KEY FEATURES OF MCP2515 CAN BUS INTERFACE MODULE:

• Up to 1Mb/s bus speed
• Up to 1000 meter bus length
• Standard and extended data and remote frames
• One-shot mode
• Interrupt output
• SPI interface
• TJA1050 line driver
• 5V Operation

CAN stands for Controller Area Network and it is often thought of as primarily an automotive communication bus since it is the standard for use with automobiles to connect all the electronics and sensors together and is brought out to the outside world via the ODB-II interface.

The CAN bus is in fact a good communication bus for many applications that use multiple distributed MCUs which need to interact with each other such as in factory automation or robotics.

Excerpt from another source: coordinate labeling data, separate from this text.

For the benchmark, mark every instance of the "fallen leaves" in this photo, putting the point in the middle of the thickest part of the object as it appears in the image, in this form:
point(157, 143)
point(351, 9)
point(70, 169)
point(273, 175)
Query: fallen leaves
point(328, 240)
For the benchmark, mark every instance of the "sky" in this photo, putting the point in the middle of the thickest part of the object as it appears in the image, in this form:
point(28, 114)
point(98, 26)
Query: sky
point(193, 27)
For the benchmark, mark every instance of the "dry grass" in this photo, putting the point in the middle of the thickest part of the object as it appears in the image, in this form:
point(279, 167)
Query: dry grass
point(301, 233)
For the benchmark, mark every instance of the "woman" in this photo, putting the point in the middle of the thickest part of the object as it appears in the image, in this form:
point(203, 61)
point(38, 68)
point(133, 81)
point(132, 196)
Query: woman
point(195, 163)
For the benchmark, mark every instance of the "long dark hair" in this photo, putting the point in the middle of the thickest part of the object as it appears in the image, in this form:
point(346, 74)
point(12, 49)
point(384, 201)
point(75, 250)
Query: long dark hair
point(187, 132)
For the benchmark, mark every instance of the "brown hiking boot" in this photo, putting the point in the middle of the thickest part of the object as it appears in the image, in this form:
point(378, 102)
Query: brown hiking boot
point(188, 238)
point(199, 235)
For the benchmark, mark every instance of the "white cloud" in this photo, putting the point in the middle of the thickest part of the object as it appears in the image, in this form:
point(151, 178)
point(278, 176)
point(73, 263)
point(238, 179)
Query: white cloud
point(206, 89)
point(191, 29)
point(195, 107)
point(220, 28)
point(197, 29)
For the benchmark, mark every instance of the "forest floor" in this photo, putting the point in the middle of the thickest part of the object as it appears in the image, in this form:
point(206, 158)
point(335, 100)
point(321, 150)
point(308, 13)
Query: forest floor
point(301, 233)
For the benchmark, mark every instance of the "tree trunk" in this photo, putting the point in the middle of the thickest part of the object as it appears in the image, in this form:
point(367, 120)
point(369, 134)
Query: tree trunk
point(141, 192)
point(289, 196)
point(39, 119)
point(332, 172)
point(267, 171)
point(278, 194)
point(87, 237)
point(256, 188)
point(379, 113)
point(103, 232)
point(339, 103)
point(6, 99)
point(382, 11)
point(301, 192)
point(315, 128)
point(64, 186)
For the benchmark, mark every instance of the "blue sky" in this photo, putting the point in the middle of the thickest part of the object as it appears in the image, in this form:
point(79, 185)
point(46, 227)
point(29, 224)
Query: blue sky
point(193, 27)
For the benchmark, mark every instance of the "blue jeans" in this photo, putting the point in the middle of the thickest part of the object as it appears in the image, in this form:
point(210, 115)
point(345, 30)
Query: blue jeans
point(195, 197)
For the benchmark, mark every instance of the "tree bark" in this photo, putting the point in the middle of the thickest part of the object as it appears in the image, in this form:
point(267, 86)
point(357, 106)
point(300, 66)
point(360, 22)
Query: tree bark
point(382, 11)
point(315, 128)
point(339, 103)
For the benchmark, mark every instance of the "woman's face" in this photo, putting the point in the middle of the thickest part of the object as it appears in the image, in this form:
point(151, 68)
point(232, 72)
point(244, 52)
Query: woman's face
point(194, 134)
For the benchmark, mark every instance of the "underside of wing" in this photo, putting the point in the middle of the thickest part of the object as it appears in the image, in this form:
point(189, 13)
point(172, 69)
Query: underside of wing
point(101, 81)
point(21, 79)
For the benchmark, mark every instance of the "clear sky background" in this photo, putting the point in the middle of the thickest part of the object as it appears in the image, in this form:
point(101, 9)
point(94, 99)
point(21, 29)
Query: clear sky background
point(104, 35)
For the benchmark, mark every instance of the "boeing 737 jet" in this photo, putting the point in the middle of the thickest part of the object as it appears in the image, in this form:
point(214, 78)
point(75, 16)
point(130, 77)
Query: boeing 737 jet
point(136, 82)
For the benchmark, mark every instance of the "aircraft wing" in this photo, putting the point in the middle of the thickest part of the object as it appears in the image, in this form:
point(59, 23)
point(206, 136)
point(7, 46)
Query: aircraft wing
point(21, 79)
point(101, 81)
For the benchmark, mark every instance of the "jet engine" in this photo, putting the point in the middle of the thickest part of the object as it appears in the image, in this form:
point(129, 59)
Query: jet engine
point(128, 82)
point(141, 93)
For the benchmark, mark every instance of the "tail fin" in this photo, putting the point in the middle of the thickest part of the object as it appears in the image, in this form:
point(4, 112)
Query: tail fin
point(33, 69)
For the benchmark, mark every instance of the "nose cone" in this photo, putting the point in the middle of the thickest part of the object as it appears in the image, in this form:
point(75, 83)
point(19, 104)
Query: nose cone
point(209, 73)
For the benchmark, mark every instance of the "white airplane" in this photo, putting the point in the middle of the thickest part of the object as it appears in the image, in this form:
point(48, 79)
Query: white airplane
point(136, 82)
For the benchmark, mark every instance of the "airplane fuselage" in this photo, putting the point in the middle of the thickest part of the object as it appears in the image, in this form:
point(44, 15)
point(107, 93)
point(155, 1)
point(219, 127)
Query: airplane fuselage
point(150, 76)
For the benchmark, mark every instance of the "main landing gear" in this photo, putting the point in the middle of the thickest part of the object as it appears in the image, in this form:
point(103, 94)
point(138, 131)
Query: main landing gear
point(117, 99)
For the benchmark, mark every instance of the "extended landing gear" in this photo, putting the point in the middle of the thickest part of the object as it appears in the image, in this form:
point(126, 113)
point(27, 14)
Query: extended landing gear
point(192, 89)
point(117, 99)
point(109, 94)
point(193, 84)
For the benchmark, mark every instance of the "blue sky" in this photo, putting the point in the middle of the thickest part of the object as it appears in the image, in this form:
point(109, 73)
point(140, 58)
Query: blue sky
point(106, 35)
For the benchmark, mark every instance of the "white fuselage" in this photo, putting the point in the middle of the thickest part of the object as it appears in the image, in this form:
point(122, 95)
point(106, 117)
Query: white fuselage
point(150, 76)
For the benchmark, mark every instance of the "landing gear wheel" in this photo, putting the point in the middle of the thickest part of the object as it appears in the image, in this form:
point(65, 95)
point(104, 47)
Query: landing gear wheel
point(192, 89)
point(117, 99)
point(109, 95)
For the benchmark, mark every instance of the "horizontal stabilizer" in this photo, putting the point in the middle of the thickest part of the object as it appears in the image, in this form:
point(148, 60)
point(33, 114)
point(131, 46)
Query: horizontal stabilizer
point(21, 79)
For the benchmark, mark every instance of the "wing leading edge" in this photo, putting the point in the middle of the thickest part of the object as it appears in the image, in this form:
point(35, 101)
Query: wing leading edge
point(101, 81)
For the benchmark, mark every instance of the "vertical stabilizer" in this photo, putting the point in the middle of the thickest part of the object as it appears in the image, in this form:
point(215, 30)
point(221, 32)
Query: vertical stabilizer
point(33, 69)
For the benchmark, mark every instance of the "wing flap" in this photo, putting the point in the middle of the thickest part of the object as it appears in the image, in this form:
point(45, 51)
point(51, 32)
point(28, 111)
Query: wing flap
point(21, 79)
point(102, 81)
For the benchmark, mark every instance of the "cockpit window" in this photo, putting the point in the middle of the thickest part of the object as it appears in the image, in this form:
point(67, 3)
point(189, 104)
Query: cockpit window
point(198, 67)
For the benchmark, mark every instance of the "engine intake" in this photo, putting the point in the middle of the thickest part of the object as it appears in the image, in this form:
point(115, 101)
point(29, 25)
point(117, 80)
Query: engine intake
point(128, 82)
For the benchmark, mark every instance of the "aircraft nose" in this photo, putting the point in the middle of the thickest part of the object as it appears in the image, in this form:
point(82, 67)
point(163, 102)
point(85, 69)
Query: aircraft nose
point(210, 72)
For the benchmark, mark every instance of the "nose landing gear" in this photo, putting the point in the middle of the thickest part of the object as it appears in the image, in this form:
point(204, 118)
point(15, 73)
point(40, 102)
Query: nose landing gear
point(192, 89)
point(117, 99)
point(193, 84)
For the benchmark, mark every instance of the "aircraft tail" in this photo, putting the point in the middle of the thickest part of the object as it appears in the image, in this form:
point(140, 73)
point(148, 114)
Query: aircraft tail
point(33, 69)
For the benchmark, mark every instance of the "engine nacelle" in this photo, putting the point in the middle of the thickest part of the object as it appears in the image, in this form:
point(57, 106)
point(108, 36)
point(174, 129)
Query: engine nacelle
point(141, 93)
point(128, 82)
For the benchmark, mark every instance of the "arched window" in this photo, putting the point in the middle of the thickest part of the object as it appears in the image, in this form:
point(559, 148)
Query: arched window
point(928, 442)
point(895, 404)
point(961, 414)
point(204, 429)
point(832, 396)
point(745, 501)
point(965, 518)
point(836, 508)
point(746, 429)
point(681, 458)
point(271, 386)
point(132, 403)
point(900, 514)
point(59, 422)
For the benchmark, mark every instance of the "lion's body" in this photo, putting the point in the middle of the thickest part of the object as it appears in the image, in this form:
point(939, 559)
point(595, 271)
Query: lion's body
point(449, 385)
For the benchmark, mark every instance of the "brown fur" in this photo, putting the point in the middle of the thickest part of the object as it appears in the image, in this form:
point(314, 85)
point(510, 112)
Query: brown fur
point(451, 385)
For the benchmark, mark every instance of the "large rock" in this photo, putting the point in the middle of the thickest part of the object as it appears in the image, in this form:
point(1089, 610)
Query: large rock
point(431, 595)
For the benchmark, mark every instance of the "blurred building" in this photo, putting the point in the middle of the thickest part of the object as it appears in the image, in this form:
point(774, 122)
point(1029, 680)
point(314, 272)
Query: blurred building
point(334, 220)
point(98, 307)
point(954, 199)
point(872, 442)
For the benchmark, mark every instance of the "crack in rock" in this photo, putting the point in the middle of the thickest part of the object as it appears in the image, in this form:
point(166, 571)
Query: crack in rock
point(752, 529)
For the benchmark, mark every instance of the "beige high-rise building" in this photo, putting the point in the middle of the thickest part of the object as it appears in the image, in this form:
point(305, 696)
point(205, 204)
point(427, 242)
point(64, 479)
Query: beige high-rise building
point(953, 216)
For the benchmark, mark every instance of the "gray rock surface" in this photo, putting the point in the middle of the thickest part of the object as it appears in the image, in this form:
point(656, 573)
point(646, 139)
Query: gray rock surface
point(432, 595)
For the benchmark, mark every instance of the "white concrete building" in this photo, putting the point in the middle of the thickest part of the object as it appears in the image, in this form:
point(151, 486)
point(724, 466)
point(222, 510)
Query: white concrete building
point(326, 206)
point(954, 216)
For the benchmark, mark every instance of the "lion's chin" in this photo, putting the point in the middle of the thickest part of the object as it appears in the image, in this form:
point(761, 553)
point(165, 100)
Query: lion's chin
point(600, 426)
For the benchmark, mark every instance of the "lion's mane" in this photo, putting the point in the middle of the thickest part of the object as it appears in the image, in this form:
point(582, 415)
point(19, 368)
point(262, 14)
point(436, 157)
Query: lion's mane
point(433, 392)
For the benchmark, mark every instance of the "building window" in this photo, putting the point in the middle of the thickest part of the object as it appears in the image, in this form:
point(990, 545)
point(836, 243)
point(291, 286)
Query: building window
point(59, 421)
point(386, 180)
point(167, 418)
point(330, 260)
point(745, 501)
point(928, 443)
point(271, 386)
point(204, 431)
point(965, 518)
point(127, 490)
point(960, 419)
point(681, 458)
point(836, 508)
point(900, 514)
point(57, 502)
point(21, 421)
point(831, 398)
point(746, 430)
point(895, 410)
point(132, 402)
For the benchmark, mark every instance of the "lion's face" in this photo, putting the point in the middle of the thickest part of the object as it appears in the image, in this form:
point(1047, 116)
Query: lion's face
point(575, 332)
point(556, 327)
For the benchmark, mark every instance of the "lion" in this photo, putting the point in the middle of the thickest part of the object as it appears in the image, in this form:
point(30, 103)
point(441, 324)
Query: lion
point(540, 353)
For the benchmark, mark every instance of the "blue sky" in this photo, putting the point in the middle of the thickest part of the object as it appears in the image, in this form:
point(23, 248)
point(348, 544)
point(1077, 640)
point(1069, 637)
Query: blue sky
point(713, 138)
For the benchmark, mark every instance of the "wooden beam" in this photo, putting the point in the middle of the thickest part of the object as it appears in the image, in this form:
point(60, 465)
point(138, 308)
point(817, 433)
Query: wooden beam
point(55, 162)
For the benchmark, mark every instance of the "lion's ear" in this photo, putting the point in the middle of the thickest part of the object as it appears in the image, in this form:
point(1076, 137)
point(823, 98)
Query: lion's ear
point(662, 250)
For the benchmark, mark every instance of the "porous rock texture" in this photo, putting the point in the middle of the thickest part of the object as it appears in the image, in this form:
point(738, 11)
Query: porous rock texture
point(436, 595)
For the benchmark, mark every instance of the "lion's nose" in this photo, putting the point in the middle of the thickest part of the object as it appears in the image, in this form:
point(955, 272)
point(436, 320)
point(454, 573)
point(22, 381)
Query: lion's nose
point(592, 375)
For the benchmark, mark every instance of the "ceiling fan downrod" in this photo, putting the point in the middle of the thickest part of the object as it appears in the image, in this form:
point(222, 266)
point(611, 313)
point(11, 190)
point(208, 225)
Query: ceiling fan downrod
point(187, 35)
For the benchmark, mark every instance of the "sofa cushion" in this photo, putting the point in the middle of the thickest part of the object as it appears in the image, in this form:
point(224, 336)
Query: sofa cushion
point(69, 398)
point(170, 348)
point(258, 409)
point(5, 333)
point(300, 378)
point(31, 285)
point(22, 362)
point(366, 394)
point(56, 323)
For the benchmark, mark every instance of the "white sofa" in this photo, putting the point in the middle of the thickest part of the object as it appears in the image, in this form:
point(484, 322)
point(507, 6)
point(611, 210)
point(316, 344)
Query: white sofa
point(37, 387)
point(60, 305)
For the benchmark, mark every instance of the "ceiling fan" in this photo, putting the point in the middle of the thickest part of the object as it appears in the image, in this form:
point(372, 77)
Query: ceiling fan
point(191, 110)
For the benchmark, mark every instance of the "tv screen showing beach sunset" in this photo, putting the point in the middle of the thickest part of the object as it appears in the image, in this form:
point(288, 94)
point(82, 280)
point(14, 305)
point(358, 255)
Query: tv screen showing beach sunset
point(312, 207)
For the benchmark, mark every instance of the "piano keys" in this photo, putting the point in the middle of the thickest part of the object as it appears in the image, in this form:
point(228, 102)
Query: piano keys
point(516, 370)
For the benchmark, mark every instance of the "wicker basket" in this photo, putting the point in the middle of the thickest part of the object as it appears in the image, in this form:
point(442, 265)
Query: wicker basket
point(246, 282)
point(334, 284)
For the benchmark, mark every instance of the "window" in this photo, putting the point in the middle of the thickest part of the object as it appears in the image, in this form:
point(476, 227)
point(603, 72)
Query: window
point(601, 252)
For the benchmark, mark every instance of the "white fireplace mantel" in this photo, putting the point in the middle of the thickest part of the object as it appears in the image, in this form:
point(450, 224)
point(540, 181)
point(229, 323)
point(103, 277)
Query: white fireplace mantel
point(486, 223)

The key features of the CAN bus is that it uses only 2 wires for bus communications and all MCUs connect to these same 2 wires.  The CAN bus hardware handles moving the messages through the bus with collision prevention and error correction without requiring any MCU overhead.  The messages use message content based IDs rather than MCU IDs, so all CAN bus hardware can access and filter out the messages that are of interest to its associated MCU (node).

Main Features of the CAN Bus

1. It is a very robust bus that can handle harsh environmental and electrical noise conditions.
2. It implements a complete distributed bus on which over 110 nodes can sit and share information.
3. It allows for a centralized system where all nodes can be configured and errors detected from a central point.
4. It can tolerate individual node failures without compromising the entire bus.
5. Nodes can be added or removed with only minimal system changes required.
6. Bus messages can be prioritized into 4 levels based on Message ID and the bus hardware ensure the highest priority messages are transmitted first.
7. Messages use a Message ID that indicates what the message is about rather than being addressed to a particular node, so all nodes receive the messages and the CAN hardware filters out the messages that are of interest to its associated node.
8. It is low cost to implement and modify since no major wiring or system configuration changes need to be made to add functionality.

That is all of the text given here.